En el medio de la pandemia, de cuarentenas intermitentes, de las clases virtuales, una amiga manda un día indignada al grupo:

“Estábamos en clase de Derecho Penal viendo la figura de homicidio, y estábamos viendo las partes que intervenían, qué sujetos intervenían, entonces vos tenés el sujeto activo (quien realiza la acción) y el sujeto pasivo quien vendría a ser la víctima, un compañero a modo de “chiste” puso en el grupo de whatsapp <en caso de que un travesti mate a otro travesti, ¿quién es el pasivo y quién es el activo?>”.

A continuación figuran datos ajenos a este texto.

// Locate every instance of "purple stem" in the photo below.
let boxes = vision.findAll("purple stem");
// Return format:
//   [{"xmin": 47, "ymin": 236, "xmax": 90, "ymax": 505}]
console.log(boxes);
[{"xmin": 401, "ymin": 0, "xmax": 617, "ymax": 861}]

Un grupo de whatsapp, lleno de personas desconocidas, de personas cuyas realidades te son completamente ajenas, y sin embargo, ahí está presente a burla, el chiste, la avivada. No nos sorprenden, a mi amiga no le sorprendió y a lxs demás compañerxs tampoco. No nos sorprenden porque llevamos años escuchando cómo el mundo travesti se conjuga como “la burla”, la otredad a la que todes estamos dispuestxs a denostar, a tomar como referencia para canalizar cierta superioridad que hasta hace muy poco no desentonaba. 

Hoy por suerte entre ciertos grupos de amigues estos chistes ya no son moneda corriente, pero lo que más nos impacta es la vigencia e impunidad implícita del derecho a ofender a otre. No decimos que se trata de un día para el otro volvernos solemnes, sino por el contrario, aprender que las personas no son tu chiste, que lo que es otredad para vos, es la vida de otre, de otre que también tiene derecho formar parte de un grupo de la facultad sin encontrarse violentade gratuitamente solo por su condición de existir. 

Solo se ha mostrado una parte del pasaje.